2. Follow basic road rules.
The same carelessness that causes many car-on-car collisions also leads to collisions with bikes – often with more disastrous results. In a nutshell: keep your eyes on the road, be alert, obey traffic signs and signals, don’t text while driving, and avoid other multitasking activities.
3. To everything: turns, turns, turns.
Be on alert when approaching intersections, which statistically carry the most dangers for cyclists. Even when bike lanes are present along the sides of roadways, “they end where they intersect with other roads, and that’s where the problems really happen,” Beck says. Make right and left turns with extra caution, yielding to bikes before completing your turn.
4. Watch for little ones.
“Children on bicycles are often unpredictable – expect the unexpected and slow down,” advises South Carolina’s Palmetto Cycling Coalition. “Most children don’t have adequate knowledge of traffic laws, and children are harder to see because they are typically smaller than adults.” Be sure to obey school-zone speed limits and crosswalk signs.
5. Pass with extra care.
“Motorists must at all times maintain a 3-foot clearance when passing a bicyclist,” according to Minnesota’s Share the Road guidelines. The so-called “3-feet rule” – a law in many states – is a sound one, but pass cyclists with even more room if possible, and give them as wide a berth as possible.
6. Yield when entering traffic.
Before you pull out of an alley, driveway, parking lot or other area that calls for entering the flow of traffic, look carefully – the old “left, right and left again” approach can be effective in these cases – and yield to a cyclist crossing your path.

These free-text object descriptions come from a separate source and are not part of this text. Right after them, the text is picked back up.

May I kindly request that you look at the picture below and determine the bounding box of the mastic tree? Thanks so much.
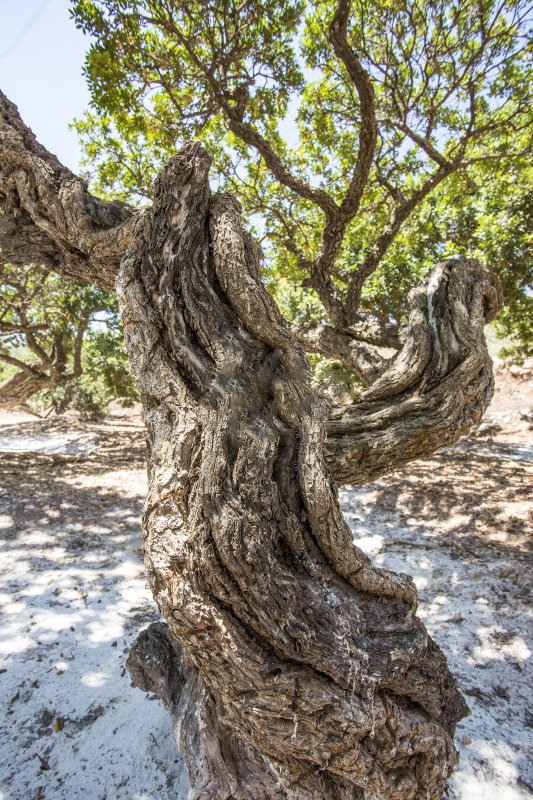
[0,263,105,411]
[0,263,137,413]
[0,0,529,797]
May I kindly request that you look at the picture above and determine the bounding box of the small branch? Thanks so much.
[25,330,51,365]
[395,122,450,168]
[148,10,338,217]
[302,0,379,327]
[228,119,338,217]
[346,160,456,311]
[72,312,91,377]
[0,352,44,377]
[291,322,392,386]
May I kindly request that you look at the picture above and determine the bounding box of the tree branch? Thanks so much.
[326,257,503,485]
[228,119,339,217]
[292,322,392,385]
[0,352,44,377]
[71,312,90,377]
[0,91,135,290]
[143,8,339,218]
[346,160,457,311]
[329,0,378,221]
[25,329,51,365]
[301,0,379,328]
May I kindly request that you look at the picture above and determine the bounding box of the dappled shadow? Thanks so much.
[0,413,146,475]
[338,437,533,798]
[361,438,532,561]
[1,411,531,798]
[0,422,190,800]
[0,490,189,800]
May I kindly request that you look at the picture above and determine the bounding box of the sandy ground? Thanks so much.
[0,371,531,800]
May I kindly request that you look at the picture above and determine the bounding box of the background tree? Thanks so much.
[0,263,137,413]
[0,0,524,797]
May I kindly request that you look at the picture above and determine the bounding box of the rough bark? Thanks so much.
[326,258,502,486]
[0,92,504,798]
[290,323,393,386]
[0,90,134,290]
[117,143,501,800]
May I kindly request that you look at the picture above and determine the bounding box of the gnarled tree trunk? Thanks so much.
[0,91,503,800]
[121,145,499,800]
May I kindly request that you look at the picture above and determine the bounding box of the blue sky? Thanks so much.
[0,0,91,171]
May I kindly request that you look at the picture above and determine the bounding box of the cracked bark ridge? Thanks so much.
[119,143,503,800]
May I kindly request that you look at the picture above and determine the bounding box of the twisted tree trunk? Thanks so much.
[121,145,500,800]
[0,92,503,799]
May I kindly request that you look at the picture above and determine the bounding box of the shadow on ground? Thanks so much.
[0,409,531,800]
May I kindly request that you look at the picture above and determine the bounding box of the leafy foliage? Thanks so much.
[70,0,533,362]
[45,324,139,415]
[0,264,137,413]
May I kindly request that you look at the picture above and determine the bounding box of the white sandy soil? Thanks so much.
[0,372,531,800]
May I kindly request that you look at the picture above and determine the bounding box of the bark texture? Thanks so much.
[0,90,134,290]
[119,143,500,800]
[0,92,504,799]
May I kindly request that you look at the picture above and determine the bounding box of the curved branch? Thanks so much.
[291,322,392,385]
[329,0,378,221]
[0,352,44,377]
[0,91,135,289]
[326,257,503,485]
[228,119,338,217]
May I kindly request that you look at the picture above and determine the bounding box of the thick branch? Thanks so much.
[344,315,404,349]
[329,0,378,221]
[0,210,64,270]
[0,360,51,409]
[0,91,135,289]
[300,0,379,328]
[326,257,503,485]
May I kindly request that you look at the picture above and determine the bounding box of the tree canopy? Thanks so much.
[71,0,533,370]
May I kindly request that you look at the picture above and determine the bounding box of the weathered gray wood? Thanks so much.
[0,90,134,290]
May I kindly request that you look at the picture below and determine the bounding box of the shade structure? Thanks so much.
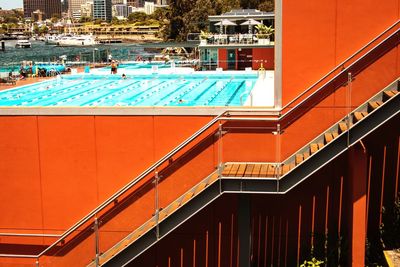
[240,19,261,26]
[240,19,262,34]
[215,19,237,34]
[214,19,237,26]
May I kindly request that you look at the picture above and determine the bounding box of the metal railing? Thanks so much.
[0,20,399,266]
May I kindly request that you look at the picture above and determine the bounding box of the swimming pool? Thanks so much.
[0,73,258,107]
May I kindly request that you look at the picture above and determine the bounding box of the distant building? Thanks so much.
[81,1,93,17]
[113,4,128,17]
[112,0,127,4]
[67,0,86,17]
[31,9,44,22]
[144,1,154,14]
[23,0,62,19]
[93,0,112,22]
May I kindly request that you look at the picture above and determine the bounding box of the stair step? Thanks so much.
[303,151,310,160]
[221,164,233,176]
[310,143,319,154]
[267,165,276,176]
[181,192,194,205]
[194,182,207,195]
[324,133,334,144]
[259,164,268,177]
[282,164,290,174]
[338,122,348,133]
[332,132,339,138]
[228,164,239,176]
[368,101,382,111]
[251,164,261,177]
[383,90,396,101]
[295,154,304,165]
[235,164,247,177]
[353,112,365,123]
[244,164,255,177]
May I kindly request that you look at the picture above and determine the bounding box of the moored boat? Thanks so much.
[15,40,32,48]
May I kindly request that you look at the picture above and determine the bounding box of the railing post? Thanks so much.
[218,122,223,194]
[155,170,160,239]
[35,258,39,267]
[347,72,352,146]
[94,217,99,267]
[275,123,281,192]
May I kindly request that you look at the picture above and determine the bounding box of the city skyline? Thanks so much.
[0,0,23,9]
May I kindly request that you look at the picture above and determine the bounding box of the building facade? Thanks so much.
[80,1,93,17]
[23,0,62,19]
[66,0,86,17]
[93,0,112,22]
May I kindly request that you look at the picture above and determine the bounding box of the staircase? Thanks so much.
[96,80,399,266]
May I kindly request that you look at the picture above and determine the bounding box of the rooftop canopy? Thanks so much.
[208,9,274,22]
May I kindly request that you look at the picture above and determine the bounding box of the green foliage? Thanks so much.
[94,18,103,25]
[79,16,92,23]
[128,12,148,23]
[258,1,274,12]
[300,257,324,267]
[166,0,273,41]
[255,24,274,38]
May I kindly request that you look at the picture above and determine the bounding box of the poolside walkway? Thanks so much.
[0,67,86,91]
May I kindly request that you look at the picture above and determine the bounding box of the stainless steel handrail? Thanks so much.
[280,20,399,111]
[0,233,61,238]
[3,20,399,261]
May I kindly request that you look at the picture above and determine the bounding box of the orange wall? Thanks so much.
[282,0,400,106]
[0,115,212,235]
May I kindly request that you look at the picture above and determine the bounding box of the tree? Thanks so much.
[79,16,92,23]
[128,12,148,23]
[258,0,274,12]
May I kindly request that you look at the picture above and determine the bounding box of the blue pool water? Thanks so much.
[0,74,257,107]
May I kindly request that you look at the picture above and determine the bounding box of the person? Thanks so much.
[121,74,127,79]
[110,60,117,74]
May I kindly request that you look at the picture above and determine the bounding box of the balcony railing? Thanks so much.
[199,33,274,46]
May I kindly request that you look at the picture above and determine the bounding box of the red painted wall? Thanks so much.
[218,49,228,70]
[0,115,213,237]
[282,0,400,106]
[253,47,274,70]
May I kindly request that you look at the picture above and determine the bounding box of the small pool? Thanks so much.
[0,73,258,107]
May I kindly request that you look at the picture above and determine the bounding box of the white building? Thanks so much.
[144,1,154,15]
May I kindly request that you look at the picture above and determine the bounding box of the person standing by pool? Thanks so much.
[111,60,117,74]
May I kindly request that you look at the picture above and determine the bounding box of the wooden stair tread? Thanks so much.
[310,143,319,154]
[259,164,269,177]
[244,164,255,177]
[303,151,310,160]
[295,154,304,165]
[353,112,364,122]
[332,132,339,138]
[235,164,247,177]
[338,122,348,133]
[228,164,239,176]
[221,164,233,176]
[324,133,334,144]
[251,164,261,177]
[267,165,275,176]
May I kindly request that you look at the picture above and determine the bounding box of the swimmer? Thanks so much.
[178,99,186,104]
[122,74,127,79]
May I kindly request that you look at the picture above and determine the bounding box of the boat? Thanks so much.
[15,40,32,48]
[57,35,98,46]
[45,35,61,45]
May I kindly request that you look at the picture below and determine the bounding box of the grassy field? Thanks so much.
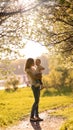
[0,87,73,130]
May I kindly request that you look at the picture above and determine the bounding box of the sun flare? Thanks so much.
[18,0,35,6]
[20,40,48,59]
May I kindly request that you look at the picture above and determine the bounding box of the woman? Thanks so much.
[25,58,43,122]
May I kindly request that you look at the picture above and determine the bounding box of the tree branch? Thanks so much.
[0,0,47,17]
[56,18,73,27]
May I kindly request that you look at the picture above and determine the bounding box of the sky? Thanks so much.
[20,40,48,59]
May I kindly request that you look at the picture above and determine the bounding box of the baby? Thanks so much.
[35,58,45,89]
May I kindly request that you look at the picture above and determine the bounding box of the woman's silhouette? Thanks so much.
[25,58,43,122]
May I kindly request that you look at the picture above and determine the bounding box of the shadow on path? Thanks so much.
[30,121,42,130]
[3,111,64,130]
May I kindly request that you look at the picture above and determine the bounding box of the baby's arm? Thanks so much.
[39,65,45,71]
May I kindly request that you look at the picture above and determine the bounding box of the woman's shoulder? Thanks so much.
[26,68,34,74]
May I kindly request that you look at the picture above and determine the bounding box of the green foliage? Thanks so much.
[43,67,73,93]
[61,120,73,130]
[56,105,73,130]
[0,0,73,60]
[0,60,15,79]
[0,87,73,127]
[0,88,33,127]
[43,54,73,92]
[5,76,20,91]
[59,0,65,4]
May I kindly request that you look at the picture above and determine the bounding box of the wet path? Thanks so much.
[3,111,64,130]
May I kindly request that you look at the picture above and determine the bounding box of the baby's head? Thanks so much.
[36,59,41,66]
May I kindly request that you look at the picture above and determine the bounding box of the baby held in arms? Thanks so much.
[32,58,45,89]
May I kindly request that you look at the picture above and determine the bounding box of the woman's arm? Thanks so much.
[26,69,42,80]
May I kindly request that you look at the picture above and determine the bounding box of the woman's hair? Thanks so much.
[25,58,34,70]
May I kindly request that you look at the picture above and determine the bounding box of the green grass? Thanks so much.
[0,87,73,130]
[0,87,33,127]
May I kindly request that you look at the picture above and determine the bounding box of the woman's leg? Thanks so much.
[30,86,40,118]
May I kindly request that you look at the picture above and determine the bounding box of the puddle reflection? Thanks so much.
[30,121,42,130]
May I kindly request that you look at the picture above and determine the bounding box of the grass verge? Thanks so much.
[0,87,73,129]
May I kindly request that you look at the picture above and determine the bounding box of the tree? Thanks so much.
[0,0,73,61]
[43,53,73,91]
[0,0,45,59]
[30,0,73,54]
[0,59,14,79]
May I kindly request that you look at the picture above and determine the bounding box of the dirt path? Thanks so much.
[1,110,64,130]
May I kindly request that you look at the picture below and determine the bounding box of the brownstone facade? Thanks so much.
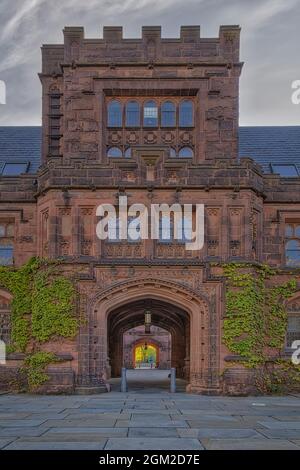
[1,25,300,394]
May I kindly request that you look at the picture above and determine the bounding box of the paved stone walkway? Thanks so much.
[0,371,300,450]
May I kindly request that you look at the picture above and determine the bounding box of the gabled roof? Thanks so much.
[0,126,41,175]
[0,125,300,176]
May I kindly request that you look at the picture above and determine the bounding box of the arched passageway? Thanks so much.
[107,299,190,380]
[83,278,217,393]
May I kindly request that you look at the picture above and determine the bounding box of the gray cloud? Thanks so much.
[0,0,299,125]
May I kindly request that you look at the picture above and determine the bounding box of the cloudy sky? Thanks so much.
[0,0,299,126]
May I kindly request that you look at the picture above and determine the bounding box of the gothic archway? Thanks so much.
[79,277,218,393]
[108,298,188,378]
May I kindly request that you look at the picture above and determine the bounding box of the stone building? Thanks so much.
[0,25,300,394]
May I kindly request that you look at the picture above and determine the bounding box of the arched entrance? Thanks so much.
[107,298,189,379]
[83,278,218,393]
[134,341,158,368]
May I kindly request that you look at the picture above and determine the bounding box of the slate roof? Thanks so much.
[0,126,41,175]
[239,126,300,174]
[0,125,300,176]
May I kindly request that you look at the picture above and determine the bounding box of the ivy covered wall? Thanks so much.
[222,263,300,393]
[0,257,79,390]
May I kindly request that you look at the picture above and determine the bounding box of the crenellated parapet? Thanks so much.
[41,25,241,75]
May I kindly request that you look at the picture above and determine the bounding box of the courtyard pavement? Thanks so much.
[0,370,300,450]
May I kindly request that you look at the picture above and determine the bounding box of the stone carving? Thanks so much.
[179,131,193,144]
[144,131,157,144]
[126,132,139,144]
[58,207,71,216]
[104,243,142,258]
[59,238,70,256]
[81,239,92,256]
[162,131,175,143]
[108,131,122,144]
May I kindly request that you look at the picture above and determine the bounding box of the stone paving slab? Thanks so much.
[116,419,188,428]
[128,427,179,437]
[43,427,128,437]
[64,412,131,420]
[0,413,30,419]
[15,412,71,420]
[5,434,110,442]
[178,428,264,439]
[105,438,204,450]
[3,440,106,450]
[128,409,180,415]
[291,440,300,446]
[0,438,15,449]
[40,418,117,428]
[187,420,262,429]
[258,421,300,429]
[273,416,300,421]
[1,392,300,450]
[0,419,47,427]
[0,427,47,437]
[200,438,300,450]
[258,429,300,439]
[173,414,241,422]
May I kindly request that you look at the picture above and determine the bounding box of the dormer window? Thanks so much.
[1,162,29,176]
[271,164,299,177]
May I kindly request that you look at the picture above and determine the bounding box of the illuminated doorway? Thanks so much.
[134,342,158,369]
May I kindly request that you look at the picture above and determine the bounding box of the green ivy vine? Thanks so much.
[222,262,300,393]
[24,351,58,390]
[0,257,78,390]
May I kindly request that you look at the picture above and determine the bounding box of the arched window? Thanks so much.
[108,100,122,127]
[125,147,131,158]
[178,147,193,158]
[161,101,176,127]
[126,101,140,127]
[143,100,158,127]
[107,147,122,158]
[169,148,176,158]
[179,100,193,127]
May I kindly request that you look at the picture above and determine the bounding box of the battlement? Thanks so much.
[62,24,240,42]
[41,25,241,74]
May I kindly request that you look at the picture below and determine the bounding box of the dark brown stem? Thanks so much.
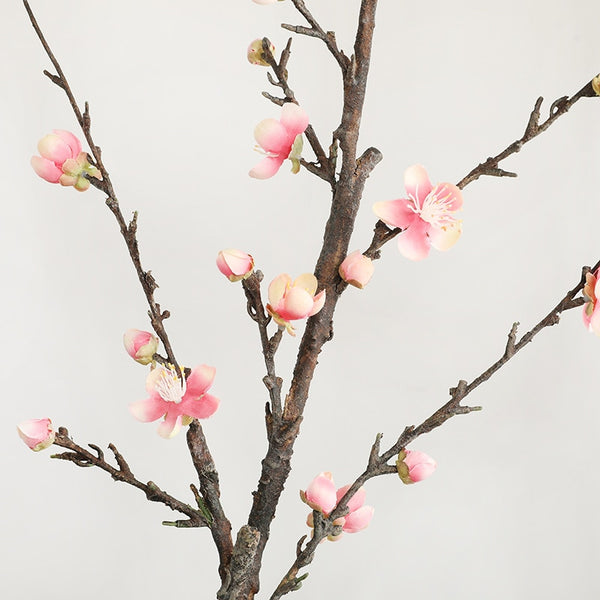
[51,427,206,527]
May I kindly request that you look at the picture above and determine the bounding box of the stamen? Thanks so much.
[155,366,186,404]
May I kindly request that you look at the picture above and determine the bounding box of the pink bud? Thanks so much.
[339,250,374,289]
[582,268,600,335]
[17,418,55,451]
[247,39,275,66]
[397,449,437,484]
[266,273,325,336]
[31,130,101,191]
[123,329,159,365]
[301,472,337,514]
[216,249,254,282]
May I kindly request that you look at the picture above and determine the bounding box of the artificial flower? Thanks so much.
[216,249,254,282]
[339,250,374,289]
[130,364,219,438]
[123,329,159,365]
[583,267,600,335]
[17,418,55,451]
[266,272,325,335]
[31,130,101,191]
[373,165,463,261]
[396,449,437,484]
[249,103,309,179]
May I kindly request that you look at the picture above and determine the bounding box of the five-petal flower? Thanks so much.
[373,165,463,261]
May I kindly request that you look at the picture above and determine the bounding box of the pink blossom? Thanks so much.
[582,268,600,335]
[123,329,159,365]
[373,165,463,261]
[216,249,254,282]
[130,364,219,438]
[397,449,437,484]
[339,250,374,289]
[31,130,101,191]
[249,103,309,179]
[266,273,325,336]
[301,473,374,541]
[17,418,55,451]
[247,39,275,66]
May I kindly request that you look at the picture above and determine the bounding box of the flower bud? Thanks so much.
[301,471,337,514]
[216,249,254,282]
[17,418,55,451]
[592,74,600,97]
[396,449,437,484]
[123,329,159,365]
[339,250,374,289]
[247,39,275,66]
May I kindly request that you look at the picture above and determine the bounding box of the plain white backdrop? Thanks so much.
[2,1,600,598]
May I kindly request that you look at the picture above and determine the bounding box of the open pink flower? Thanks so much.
[583,267,600,335]
[339,250,374,289]
[31,130,101,191]
[397,449,437,484]
[17,418,55,451]
[373,165,463,261]
[301,473,374,541]
[216,248,254,282]
[130,364,219,438]
[266,273,325,336]
[123,329,159,365]
[249,103,309,179]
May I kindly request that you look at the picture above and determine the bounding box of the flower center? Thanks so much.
[410,185,458,229]
[155,366,186,404]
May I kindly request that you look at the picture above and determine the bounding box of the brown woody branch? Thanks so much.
[51,427,206,527]
[270,260,595,598]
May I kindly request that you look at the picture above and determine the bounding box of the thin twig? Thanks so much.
[51,427,206,526]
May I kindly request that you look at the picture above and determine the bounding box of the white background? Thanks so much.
[2,1,600,598]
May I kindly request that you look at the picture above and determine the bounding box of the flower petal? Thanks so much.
[280,103,309,137]
[433,182,463,211]
[37,133,72,164]
[308,289,326,317]
[342,505,374,533]
[278,287,314,320]
[336,484,366,513]
[30,156,62,183]
[589,304,600,336]
[185,364,216,399]
[182,393,220,420]
[428,220,462,251]
[404,165,433,204]
[254,118,288,154]
[293,273,318,295]
[268,273,291,306]
[157,413,183,439]
[305,472,337,514]
[396,218,432,261]
[54,129,82,157]
[373,198,417,230]
[129,396,166,423]
[249,155,285,179]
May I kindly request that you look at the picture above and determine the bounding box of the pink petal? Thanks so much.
[336,484,366,513]
[268,273,291,306]
[129,396,166,423]
[182,393,220,420]
[278,287,314,320]
[249,155,285,179]
[373,199,417,230]
[342,505,374,533]
[589,304,600,336]
[185,365,216,399]
[305,472,337,514]
[308,289,326,317]
[404,165,433,204]
[54,129,82,157]
[37,134,72,165]
[428,220,462,251]
[157,413,183,439]
[396,218,432,261]
[280,103,309,137]
[30,156,62,183]
[254,118,288,154]
[293,273,318,295]
[432,182,463,211]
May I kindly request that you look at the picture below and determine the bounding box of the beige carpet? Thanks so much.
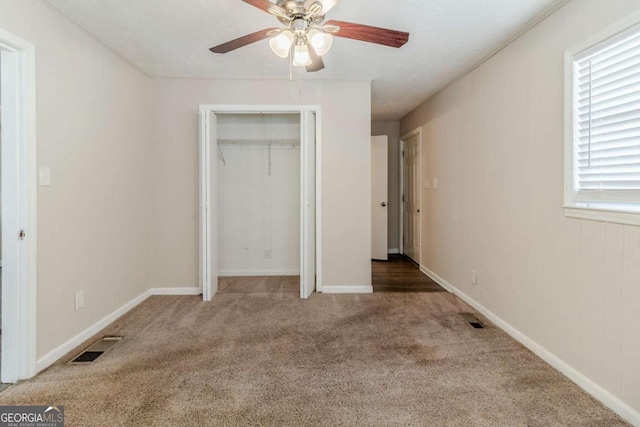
[0,276,629,426]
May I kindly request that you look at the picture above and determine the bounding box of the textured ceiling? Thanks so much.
[45,0,563,120]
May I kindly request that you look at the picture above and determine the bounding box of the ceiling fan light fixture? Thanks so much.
[307,29,333,56]
[292,43,313,67]
[269,30,294,58]
[209,0,410,73]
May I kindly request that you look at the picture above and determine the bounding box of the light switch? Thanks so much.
[434,178,438,188]
[39,167,51,186]
[424,179,430,189]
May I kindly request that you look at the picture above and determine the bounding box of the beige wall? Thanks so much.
[401,0,640,416]
[371,121,400,252]
[151,79,372,289]
[0,1,153,359]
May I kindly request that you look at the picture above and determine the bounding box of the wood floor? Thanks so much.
[372,254,446,293]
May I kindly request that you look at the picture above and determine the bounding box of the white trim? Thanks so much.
[199,105,323,301]
[320,286,373,294]
[35,290,152,373]
[419,265,455,293]
[219,270,300,277]
[564,206,640,227]
[35,287,203,372]
[388,248,400,255]
[399,139,403,254]
[563,47,575,210]
[400,128,421,140]
[567,9,640,56]
[563,10,640,225]
[315,111,323,294]
[199,107,208,297]
[399,127,422,262]
[419,266,640,427]
[150,287,201,296]
[0,27,38,383]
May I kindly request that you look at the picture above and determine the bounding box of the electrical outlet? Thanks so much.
[75,291,84,311]
[39,167,51,186]
[471,270,477,286]
[264,250,272,260]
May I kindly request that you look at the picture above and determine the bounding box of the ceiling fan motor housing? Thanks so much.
[293,18,309,32]
[276,0,324,24]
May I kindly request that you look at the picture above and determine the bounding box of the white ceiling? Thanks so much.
[45,0,562,120]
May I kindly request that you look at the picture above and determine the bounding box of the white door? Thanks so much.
[371,136,388,260]
[300,110,316,299]
[403,133,421,263]
[0,33,37,383]
[200,110,218,301]
[1,49,21,382]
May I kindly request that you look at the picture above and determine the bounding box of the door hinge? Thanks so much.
[402,150,405,157]
[402,194,405,202]
[19,230,26,240]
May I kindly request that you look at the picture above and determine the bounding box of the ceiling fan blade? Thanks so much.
[210,28,278,53]
[325,20,409,48]
[304,0,339,16]
[242,0,288,18]
[306,50,325,72]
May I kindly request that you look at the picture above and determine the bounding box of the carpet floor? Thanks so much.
[0,276,629,426]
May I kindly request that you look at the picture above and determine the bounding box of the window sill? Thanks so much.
[564,205,640,227]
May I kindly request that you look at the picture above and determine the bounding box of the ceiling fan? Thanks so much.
[210,0,410,72]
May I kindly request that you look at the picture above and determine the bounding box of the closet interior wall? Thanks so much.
[217,113,301,277]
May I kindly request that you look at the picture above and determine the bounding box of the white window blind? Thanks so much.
[573,23,640,205]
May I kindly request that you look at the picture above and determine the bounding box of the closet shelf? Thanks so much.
[217,138,300,146]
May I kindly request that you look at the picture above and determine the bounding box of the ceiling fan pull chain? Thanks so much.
[289,47,293,81]
[298,67,303,95]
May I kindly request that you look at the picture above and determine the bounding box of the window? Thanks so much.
[565,14,640,226]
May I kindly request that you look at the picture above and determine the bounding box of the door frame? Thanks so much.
[399,127,422,263]
[198,105,322,301]
[0,28,38,383]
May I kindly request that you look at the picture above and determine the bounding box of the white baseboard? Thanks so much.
[34,286,203,373]
[321,285,373,294]
[388,248,400,254]
[36,289,152,373]
[150,287,201,296]
[419,265,455,293]
[219,270,300,277]
[419,265,640,427]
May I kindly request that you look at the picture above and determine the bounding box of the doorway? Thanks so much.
[400,129,421,265]
[216,113,301,281]
[0,27,37,383]
[199,105,321,301]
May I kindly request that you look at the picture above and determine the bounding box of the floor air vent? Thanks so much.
[461,314,485,329]
[70,336,122,364]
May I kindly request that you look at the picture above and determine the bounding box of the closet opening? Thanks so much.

7. Open car doors with caution.
Movies such as Steve Martin’s The Pink Panther have drawn laughs with this one, but in real life there’s nothing funny about collisions caused by opening a car door without looking to see who might be peddling alongside. Since many cities are adding bike lanes between the main lanes and the parallel-parking lane, this is an especially timely reminder.
In short, motorists and cyclists must be on guard as they share the road. “When we all try to do what’s right and watch out for each other, things go much better,” bike-safety consultant Beck says.